Être une femme, au contraire, peut se révéler un véritable avantage. Personnellement, j’adore être une femme dans un environnement masculin, parce qu’on peut les surprendre facilement, ce qui est très drôle. Ils s’attendent à ce qu’on soit timide, frêle, alors que nous ne le sommes pas et cette capacité à surprendre là où on ne nous attend pas est une vraie force. Je suis également convaincue qu’on a une sensibilité, de l’empathie, une capacité à se projeter qui facilite la communication – même si les hommes la développent de plus en plus aussi et c’est tant mieux ! En tant que manager, cette sensibilité me permet de désamorcer plus facilement des situations difficiles. 

Bien sûr, certains seront toujours gênés d’être managés par une femme, mais c’est leur problème pas le mien. D’ailleurs, j’ai remarqué qu’en général, et surtout dans les métiers techniques, l’expertise prime sur tout le reste, y compris le genre. Et les femmes sont tout aussi compétentes que les hommes…
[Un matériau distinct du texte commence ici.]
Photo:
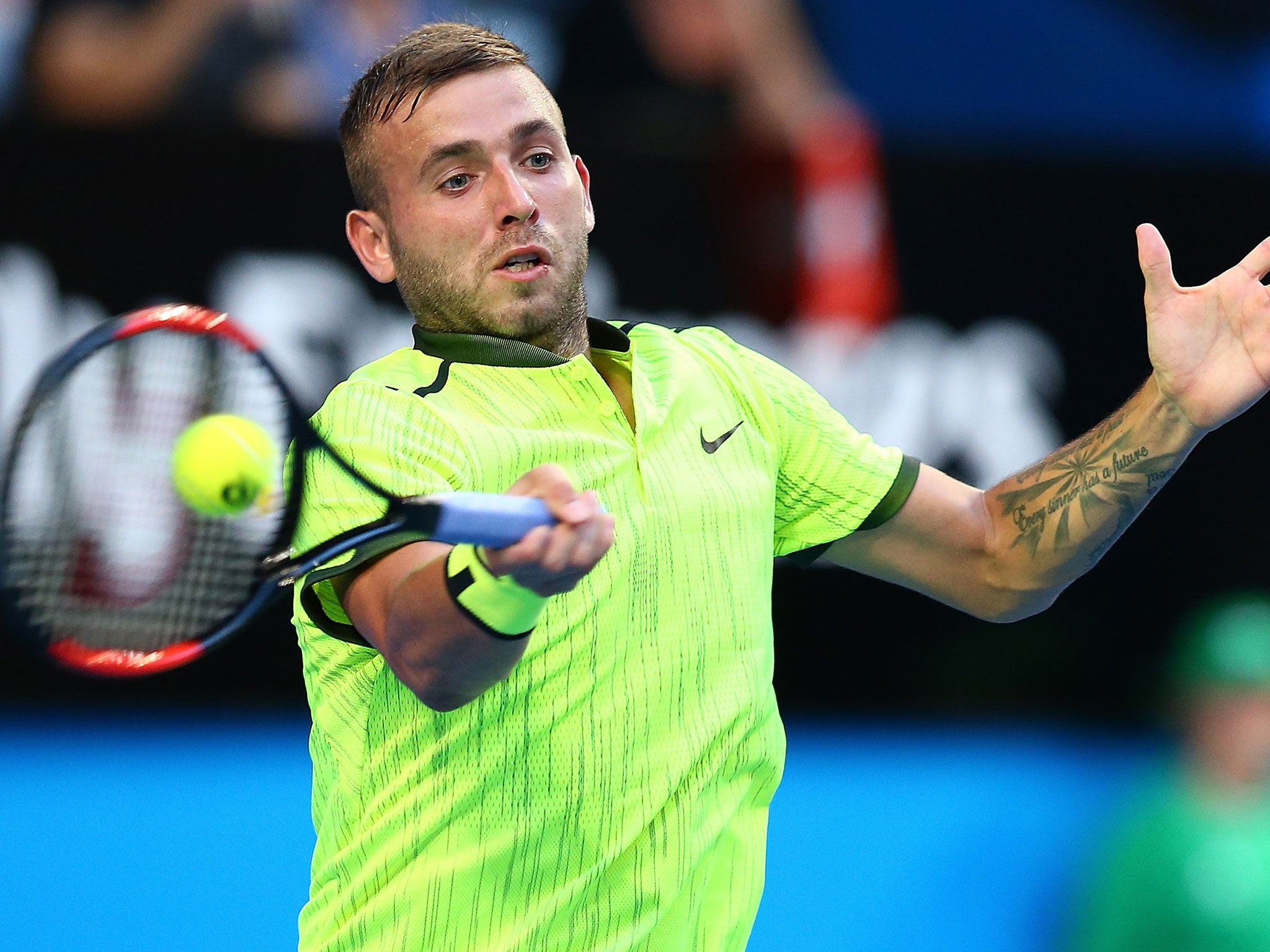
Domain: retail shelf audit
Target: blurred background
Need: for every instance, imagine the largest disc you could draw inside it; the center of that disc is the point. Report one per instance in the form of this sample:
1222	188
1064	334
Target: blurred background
923	207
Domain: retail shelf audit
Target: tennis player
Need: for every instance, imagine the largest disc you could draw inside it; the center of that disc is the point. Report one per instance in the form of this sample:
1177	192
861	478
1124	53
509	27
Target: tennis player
572	743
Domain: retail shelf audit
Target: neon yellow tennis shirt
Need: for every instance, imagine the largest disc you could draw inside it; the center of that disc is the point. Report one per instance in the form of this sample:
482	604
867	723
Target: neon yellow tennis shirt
613	792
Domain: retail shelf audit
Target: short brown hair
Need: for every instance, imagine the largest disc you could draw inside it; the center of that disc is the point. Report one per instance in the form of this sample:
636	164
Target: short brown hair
420	60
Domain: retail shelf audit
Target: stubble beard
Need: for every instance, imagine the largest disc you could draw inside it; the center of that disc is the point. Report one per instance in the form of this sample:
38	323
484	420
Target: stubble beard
441	301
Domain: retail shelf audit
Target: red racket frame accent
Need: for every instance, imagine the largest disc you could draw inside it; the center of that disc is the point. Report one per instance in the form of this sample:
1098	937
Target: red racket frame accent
190	319
122	663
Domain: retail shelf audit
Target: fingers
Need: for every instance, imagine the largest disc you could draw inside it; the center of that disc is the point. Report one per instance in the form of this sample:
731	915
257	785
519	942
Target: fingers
1157	267
554	559
551	485
1258	260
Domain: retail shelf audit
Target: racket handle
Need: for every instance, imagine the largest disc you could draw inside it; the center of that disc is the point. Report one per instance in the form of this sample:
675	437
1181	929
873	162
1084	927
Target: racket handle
486	518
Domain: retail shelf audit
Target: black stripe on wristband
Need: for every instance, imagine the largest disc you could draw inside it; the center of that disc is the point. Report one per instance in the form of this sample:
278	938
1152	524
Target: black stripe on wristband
456	586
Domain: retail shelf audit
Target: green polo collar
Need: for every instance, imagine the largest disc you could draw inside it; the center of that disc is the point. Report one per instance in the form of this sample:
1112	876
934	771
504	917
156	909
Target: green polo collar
505	352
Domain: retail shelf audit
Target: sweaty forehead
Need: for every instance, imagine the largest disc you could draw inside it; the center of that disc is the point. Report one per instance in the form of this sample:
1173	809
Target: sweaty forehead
481	107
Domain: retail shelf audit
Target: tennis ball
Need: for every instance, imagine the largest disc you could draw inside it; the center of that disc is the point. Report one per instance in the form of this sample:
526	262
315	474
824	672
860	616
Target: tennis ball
221	464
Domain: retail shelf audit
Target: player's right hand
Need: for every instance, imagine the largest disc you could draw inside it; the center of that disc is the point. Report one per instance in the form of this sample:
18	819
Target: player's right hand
550	560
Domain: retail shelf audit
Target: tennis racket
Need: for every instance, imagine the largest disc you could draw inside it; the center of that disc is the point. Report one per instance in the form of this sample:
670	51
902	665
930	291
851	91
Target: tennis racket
106	569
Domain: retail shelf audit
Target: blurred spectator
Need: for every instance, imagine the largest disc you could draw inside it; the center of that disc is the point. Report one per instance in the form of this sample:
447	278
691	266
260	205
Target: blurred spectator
785	95
335	41
14	23
278	66
138	61
735	95
1191	871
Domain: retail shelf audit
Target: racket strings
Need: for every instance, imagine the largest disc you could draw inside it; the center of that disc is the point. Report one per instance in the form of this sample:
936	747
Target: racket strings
100	549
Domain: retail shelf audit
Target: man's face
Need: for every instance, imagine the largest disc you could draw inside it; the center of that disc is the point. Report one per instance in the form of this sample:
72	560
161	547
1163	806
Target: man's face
487	213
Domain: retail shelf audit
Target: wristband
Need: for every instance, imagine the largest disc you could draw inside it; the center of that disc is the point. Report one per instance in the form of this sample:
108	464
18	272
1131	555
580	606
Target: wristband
497	603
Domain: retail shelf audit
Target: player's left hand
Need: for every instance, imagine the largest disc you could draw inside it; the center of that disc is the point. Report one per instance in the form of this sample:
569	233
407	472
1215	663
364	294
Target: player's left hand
1209	346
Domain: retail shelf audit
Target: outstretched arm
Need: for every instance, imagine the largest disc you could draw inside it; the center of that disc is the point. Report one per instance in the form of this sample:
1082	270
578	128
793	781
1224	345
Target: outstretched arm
1009	551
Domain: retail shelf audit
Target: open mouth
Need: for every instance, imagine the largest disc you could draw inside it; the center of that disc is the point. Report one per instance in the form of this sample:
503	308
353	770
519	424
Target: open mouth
525	259
521	263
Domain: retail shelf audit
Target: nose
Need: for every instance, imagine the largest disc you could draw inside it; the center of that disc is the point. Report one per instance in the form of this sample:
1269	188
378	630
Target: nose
513	203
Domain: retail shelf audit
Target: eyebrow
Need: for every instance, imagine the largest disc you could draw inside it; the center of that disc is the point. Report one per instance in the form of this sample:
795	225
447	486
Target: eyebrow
470	146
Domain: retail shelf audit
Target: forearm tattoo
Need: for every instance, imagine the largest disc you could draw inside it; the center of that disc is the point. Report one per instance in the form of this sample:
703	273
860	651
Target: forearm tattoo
1083	495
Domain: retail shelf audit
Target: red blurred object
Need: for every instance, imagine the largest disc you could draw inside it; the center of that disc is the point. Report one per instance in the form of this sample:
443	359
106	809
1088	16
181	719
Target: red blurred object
846	270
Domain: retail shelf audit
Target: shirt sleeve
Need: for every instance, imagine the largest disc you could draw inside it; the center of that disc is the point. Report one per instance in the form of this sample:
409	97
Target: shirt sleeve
832	480
393	439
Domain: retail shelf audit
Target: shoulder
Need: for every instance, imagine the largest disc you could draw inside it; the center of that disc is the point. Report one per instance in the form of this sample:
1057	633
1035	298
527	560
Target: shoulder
385	392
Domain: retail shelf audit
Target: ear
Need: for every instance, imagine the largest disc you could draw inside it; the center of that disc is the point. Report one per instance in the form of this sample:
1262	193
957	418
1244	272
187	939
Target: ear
585	174
368	235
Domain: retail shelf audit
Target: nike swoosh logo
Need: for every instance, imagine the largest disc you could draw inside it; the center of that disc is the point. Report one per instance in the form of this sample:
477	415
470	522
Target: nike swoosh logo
713	444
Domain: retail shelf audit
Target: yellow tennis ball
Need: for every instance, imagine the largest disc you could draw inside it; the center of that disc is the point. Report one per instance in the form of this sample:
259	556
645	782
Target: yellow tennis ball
221	464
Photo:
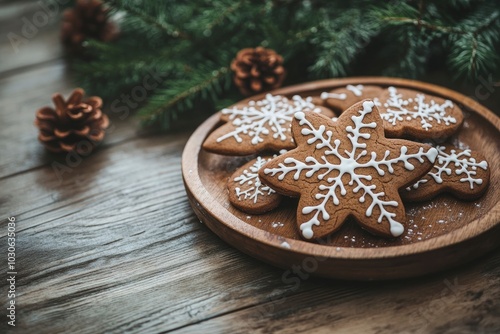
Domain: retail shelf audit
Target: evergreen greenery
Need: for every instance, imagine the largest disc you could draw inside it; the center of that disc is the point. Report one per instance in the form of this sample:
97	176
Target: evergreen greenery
193	42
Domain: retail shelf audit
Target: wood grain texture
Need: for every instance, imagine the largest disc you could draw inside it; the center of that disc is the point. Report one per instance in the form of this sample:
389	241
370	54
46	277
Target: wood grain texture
115	247
440	233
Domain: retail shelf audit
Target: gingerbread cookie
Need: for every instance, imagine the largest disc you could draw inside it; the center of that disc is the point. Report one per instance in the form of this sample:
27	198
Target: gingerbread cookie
408	113
259	125
342	98
347	168
248	193
463	173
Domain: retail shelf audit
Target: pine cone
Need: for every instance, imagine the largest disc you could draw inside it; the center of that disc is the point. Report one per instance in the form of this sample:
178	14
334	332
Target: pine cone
74	125
88	19
257	70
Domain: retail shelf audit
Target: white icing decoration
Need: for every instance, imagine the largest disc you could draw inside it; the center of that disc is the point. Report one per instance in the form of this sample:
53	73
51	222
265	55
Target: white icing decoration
356	90
286	245
334	164
464	164
271	116
326	95
251	179
396	110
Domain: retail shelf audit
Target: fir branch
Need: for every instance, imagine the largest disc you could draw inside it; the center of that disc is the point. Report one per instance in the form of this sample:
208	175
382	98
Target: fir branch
220	18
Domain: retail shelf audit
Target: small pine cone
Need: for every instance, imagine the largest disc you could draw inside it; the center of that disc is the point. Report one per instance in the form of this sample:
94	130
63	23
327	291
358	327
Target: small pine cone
75	125
88	19
257	70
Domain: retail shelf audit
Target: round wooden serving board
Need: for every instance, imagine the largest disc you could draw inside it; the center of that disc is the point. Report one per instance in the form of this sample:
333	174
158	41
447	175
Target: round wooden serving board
439	234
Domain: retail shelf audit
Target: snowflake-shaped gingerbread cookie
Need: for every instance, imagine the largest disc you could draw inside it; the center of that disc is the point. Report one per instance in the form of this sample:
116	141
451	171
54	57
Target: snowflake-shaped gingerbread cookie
248	193
408	113
347	168
463	173
261	125
342	98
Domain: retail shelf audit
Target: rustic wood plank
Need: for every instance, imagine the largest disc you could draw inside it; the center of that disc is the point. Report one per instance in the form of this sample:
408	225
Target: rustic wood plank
22	95
116	248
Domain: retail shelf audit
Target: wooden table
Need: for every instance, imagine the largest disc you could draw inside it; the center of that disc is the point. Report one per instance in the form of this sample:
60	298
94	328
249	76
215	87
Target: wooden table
112	245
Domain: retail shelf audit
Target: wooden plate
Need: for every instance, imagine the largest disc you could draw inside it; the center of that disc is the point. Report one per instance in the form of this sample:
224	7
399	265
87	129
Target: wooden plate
440	233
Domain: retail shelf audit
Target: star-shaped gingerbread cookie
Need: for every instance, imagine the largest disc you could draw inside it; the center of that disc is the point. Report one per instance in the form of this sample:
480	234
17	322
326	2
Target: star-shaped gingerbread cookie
347	168
248	193
258	126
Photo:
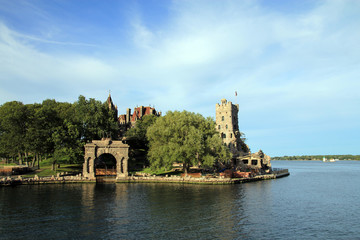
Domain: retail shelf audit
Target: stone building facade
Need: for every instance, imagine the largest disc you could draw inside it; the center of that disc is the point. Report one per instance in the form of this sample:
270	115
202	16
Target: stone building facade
227	124
97	148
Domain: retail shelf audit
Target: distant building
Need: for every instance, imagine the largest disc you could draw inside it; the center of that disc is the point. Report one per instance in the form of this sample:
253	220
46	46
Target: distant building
111	105
128	120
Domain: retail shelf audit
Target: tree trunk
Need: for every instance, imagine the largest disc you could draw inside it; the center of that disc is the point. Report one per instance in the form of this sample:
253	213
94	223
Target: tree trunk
20	159
53	167
33	161
185	168
26	159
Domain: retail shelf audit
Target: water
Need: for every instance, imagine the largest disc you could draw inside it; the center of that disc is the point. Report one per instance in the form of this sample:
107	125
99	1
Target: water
317	201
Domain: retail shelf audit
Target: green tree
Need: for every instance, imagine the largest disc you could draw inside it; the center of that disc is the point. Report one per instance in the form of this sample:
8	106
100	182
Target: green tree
186	138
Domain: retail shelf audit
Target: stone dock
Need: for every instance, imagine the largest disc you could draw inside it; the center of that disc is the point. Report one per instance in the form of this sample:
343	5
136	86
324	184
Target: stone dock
13	181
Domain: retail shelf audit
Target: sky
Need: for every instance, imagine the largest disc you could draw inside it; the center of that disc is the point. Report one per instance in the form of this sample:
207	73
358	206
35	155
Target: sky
295	65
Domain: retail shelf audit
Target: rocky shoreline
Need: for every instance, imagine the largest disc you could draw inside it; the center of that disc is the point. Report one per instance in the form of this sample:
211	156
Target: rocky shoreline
9	181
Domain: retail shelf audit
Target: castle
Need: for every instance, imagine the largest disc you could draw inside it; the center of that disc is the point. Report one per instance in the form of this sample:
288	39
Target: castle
227	124
128	120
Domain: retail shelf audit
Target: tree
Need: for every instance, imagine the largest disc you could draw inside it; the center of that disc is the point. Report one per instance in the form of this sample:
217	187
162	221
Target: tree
186	138
13	129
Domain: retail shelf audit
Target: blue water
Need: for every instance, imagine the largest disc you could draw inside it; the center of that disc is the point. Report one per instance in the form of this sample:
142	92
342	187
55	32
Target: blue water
317	201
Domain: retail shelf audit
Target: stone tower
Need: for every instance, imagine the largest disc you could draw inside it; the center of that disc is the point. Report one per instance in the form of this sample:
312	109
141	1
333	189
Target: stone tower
227	124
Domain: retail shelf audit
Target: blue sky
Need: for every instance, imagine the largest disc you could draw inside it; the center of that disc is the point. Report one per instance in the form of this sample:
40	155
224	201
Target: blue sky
294	64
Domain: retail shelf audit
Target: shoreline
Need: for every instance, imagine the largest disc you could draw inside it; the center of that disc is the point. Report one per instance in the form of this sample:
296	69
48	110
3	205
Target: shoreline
9	181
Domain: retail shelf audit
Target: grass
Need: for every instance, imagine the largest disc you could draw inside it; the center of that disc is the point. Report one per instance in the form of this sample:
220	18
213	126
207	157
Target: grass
46	169
160	172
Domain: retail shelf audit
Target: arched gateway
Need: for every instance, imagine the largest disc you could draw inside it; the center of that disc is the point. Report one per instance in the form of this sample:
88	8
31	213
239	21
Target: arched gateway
97	148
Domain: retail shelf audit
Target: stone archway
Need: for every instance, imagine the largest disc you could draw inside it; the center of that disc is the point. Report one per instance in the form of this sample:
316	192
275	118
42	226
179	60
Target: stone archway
96	148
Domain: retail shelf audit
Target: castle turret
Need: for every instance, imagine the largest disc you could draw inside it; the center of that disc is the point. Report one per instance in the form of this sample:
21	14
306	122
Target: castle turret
227	124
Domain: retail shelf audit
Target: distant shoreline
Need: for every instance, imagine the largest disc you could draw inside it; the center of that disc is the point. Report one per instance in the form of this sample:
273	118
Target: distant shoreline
312	160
Les femmes représentent moins de 30% dans les métiers de l’industrie et dans les métiers liés à l’IA. Qu’est-ce que vous aimeriez dire aux filles qui hésitent à se lancer dans ces métiers ? 

RT : Pour moi, il est important de se positionner sur des métiers de présent et surtout d’avenir. L’intelligence artificielle fait partie de ces sujets qui seront prépondérants dans le monde de demain. Il faut donc absolument qu’il y ait des femmes dans ce domaine ! On ne va tout de même pas risquer de perdre les droits que tant de femmes se sont battues à obtenir pour nous… 

Et bien sûr, le domaine de l’industrie a également besoin de femmes. Face aux défis du réchauffement climatique, ce secteur doit plus que jamais se transformer et pour cela, il a besoin d’un nouveau regard. Les hommes et les femmes sont différents et complémentaires : ce n’est qu’avec la mixité, la diversité et la confrontation de points de vue que nous pourrons transformer l’industrie et la rendre plus performante.

Les femmes représentent moins de 28 % des dirigeants d'entreprise en France. Qu’est-ce que cela vous inspire ? 

RT : C’est triste ! Je pense typiquement que les femmes s’auto-censurent. Elles n’ont pas moins de compétences, il faut simplement qu’elles dépassent leurs peurs, qu’elles osent sortir du cadre. Et je sais de quoi je parle… Je sais très bien que sans EDF Pulse Incubation, jamais je ne me serais lancée dans une aventure entrepreneuriale. Mais pendant toute mon incubation, j’ai été amenée à lutter contre mes freins naturels et à prendre des risques. C’est une vraie chance de pouvoir bénéficier d’un tel programme au sein d’EDF ! Et je trouve même beau qu’un Groupe comme EDF, qui adore les process, ait créé un cadre justement pour sortir du cadre. 

Je pense aussi que ce résultat est lié au fait que souvent, quand on est dans un TOP management, on a tendance à s’entourer de gens qui nous ressemblent et fonctionnent de la même façon pour avancer dans une même direction. Je pense qu’au contraire, ils devraient s’entourer de personnes très différentes pour être bousculés et se transformer, et ça passe aussi par plus de mixité. Je sais que ce n’est pas simple, puisqu’il faut à la fois faire preuve d’assurance et d’écoute. Mais c’est pour moi le signe d’un bon dirigeant, capable d’emmener au bon endroit l’entreprise et ses salariés.

Un dernier mot ? 

RT : Je sais que si j’en suis là aujourd’hui, c’est aussi parce que j’ai eu beaucoup de chance, et que j’ai fait de belles rencontres. Et sur ce dernier point, j’aimerais rendre hommage à tous les réseaux de femmes au sein d’EDF. Ils ouvrent beaucoup de portes et ont contribué à me faire arriver là où je suis aujourd’hui.